Conquering the wines of the New World

Text and photos by Maria Victoria Wazar, first published in

Before starting on what today is the result of years of manual work, of applying empirical knowledge that has resulted in the transmission of vine cultivation from generation to generation, it is important to make a brief introduction to the history of wine in Latin America. From Mexico City to Brazil, Uruguay, Venezuela, Bolivia, not forgetting of course Chile and Argentina, whose vineyards have today achieved worldwide renown. We will discover how the wine-growing identity of each of these countries is the product of a past, of an indisputable trajectory in terms of heritage and assets accumulated over centuries.

Chile: a little history…

It is obvious that the introduction of the wine into Latin America was the result of the presence of the first Spanish settlers. In 1551, the Spaniards introduced the first grape plants to Chile, and the first wine made from them was produced in 1555.

It should be noted that wine at that time was consumed mainly during religious ceremonies carried out by the Spanish Catholic missions. This explains why the search for quality was not the focus of the “consumer”. The production and consumption of these wines increased significantly thanks to a tragic event in Europe: the phylloxera crisis. This bacterial disease affects grapes, completely devastating thousands of hectares, especially in France. This terrible event, which occurred in the third half of the 19th century, had a positive impact on South American viticulture.

The demand for wine in Europe had to be satisfied and so Chilean wines, for example, were successfully exported. In terms of quality, Chilean wine improved. The European clientele being quite demanding, wine producers began to take an interest in quality, terroir and the different methods of winemaking.

The modern method of winemaking appeared precisely in 1860 when the rich landowners around Santiago asked French producers who were unemployed due to the phylloxera crisis to cultivate the newly imported vines.

From the 19th century onwards, countries such as Chile and Argentina established themselves as producers of cheap wines with good value for money. Chile has never been affected by this bacterial disease, thanks in particular to its natural “barrier” formed by the Andes Cordillera, the Atacama Desert and the Pacific Ocean.

During this period, the roots of grape varieties such as Merlot, from Bordeaux, were pulled up to be planted in Chile. Before the phylloxera crisis, the Bordeaux vineyard was very different from what it is today; there was a dominant of Merlot and Carménère grape varieties. Before this crisis, 60 to 90% of the vineyard was planted with Carménère, a grape variety that is just as popular as Cabernet Sauvignon. But the irregular yields of Carménère contributed to the abandonment of this variety during the 20th century.

In the mid-1980s, a considerable effort on investment and modernisation began in Chilean vineyards. These investments mainly included artisanal work, technical development, access to new technologies and the acquisition of trends in the search for a wine that meets international expectations. This explains why today Chile is the main wine producing country in South America.

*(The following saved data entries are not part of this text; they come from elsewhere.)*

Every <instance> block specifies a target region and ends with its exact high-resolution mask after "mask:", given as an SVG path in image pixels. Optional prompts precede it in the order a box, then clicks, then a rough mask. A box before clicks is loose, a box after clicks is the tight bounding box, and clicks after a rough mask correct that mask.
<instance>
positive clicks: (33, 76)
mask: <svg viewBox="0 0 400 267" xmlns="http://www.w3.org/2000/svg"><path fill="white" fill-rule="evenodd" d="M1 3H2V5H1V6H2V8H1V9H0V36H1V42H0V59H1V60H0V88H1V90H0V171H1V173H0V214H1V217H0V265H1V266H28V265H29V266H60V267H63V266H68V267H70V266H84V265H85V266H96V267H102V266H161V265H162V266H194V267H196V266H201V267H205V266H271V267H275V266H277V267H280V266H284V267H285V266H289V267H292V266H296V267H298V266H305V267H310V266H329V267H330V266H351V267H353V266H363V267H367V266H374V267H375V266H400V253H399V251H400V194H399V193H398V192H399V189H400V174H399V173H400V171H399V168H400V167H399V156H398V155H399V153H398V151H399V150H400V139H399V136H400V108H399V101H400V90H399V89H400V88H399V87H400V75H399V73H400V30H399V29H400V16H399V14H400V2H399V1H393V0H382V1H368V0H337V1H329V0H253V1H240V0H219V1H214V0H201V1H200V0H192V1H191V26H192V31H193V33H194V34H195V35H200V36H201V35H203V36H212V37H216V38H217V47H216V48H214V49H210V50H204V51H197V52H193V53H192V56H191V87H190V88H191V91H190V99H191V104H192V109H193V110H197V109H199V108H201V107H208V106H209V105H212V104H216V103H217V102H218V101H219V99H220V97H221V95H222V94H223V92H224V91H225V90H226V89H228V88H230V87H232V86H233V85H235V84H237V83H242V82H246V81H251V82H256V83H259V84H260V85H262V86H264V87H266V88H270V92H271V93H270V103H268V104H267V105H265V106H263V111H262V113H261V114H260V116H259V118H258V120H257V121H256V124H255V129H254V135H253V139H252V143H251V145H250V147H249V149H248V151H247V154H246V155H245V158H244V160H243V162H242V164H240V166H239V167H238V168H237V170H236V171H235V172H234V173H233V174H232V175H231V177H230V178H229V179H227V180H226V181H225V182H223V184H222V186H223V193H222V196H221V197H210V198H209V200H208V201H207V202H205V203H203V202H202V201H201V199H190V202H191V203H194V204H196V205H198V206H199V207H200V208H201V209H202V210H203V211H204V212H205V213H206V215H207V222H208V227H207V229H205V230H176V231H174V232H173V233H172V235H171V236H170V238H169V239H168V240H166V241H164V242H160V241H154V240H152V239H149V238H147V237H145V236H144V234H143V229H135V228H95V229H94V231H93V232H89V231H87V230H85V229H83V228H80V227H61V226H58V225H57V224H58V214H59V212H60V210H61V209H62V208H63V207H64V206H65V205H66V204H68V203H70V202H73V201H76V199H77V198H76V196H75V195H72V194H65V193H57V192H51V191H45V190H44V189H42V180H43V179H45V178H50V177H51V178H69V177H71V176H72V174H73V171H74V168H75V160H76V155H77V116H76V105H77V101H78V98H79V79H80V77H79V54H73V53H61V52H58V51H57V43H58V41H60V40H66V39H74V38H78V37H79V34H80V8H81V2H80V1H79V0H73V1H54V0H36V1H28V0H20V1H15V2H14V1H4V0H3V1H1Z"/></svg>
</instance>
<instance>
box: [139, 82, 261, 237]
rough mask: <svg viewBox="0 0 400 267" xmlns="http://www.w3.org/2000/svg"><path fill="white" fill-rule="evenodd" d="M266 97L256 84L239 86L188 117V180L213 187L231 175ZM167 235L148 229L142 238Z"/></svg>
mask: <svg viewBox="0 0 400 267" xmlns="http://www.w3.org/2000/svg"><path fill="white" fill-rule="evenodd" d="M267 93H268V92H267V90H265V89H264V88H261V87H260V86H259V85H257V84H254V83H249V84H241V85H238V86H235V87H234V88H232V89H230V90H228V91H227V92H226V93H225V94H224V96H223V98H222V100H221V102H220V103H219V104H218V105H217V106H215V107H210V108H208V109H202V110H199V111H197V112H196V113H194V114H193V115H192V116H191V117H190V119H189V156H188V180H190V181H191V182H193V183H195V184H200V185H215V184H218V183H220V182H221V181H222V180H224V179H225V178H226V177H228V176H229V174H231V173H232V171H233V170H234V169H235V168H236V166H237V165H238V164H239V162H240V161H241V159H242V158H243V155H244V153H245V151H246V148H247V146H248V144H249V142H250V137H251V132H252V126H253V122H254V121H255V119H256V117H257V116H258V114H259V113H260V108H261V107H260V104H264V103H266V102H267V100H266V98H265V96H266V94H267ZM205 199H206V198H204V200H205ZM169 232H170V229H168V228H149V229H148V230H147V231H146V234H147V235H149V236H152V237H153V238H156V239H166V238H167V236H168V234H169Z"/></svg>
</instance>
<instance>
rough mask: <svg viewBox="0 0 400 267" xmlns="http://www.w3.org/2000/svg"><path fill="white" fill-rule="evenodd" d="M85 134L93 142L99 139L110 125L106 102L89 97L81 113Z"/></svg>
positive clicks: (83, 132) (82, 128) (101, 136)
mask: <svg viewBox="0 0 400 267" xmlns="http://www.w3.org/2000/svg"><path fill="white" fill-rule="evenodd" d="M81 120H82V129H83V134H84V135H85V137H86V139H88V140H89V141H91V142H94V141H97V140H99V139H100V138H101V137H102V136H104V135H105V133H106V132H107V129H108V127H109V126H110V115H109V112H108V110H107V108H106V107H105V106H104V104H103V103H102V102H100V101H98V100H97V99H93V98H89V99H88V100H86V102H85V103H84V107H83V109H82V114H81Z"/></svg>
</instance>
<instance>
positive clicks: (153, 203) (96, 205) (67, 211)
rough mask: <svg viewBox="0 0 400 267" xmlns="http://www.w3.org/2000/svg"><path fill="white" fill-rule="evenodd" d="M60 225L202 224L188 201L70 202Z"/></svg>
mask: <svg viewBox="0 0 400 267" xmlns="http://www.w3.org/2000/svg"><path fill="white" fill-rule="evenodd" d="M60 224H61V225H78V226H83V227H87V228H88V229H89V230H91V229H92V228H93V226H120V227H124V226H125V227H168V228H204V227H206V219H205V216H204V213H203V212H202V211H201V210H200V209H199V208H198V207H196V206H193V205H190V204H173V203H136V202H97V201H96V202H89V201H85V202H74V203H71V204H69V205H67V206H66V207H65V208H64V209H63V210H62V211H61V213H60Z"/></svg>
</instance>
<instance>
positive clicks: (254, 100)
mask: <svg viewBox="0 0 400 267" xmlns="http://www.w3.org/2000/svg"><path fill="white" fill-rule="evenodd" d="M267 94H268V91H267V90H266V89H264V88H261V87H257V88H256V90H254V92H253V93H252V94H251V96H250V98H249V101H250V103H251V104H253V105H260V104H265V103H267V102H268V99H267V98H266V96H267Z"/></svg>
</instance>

Carmenere: the Chilean diva

This comes as no surprise when one hears a winegrower express himself towards the Carménère: “it’s a slightly strange clone of the Merlot”. In reality, for several decades, most winegrowers were unable to establish the differences between Merlot and Carmenère because the grapes were identical. Winemakers discovered to their great surprise, after a DNA analysis in 1996, that what they were growing and releasing on the market as Merlot was none other than Carmenère.

In 1998, they began printing “Carménère” on the labels of the Chilean wineries producing these wines. Today it is easier to distinguish between Merlot and Carménère. According to experts, the difference is in the colour under the leaves of the wine; they are red on Carmenère and white on Merlot.

Carménère is a variety that goes wonderfully with Cabernet Sauvignon. When blended, these varieties give the wine a lively character, aromas and a sensation of intense fruit on the palate. Once in the cellars, the wine made from Carménère requires a great deal of care; its low acidity makes it more susceptible to bacterial infection. It is also this low acidity level that gives the wine its particularly delicious red and black fruit taste and spicy notes. The tannins are powerful and fine giving the wine its body and structure. On the palate, the wine reflects a complexity that refers to the aromas of coffee, grilled meat, celery, and even soy sauce for some. Most tasters appreciate Carménère and like to say that it was born to improve Cabernet Sauvignon as well as Merlot.

Oenotourism: “The Chilean route”

This tour includes 4 days from Santiago. It includes vineyards less than 200 km away. A small diagram will give you an idea.

The best part of this tour: several wineries offer spectacular visits (especially the most important ones) with horseback rides through the vineyards as well as accommodation in surprising rooms.

The downside of this tour: ground transport can be tiring. The ideal is, if you are travelling in a group, to rent a minibus with a driver who already knows the routes to be taken.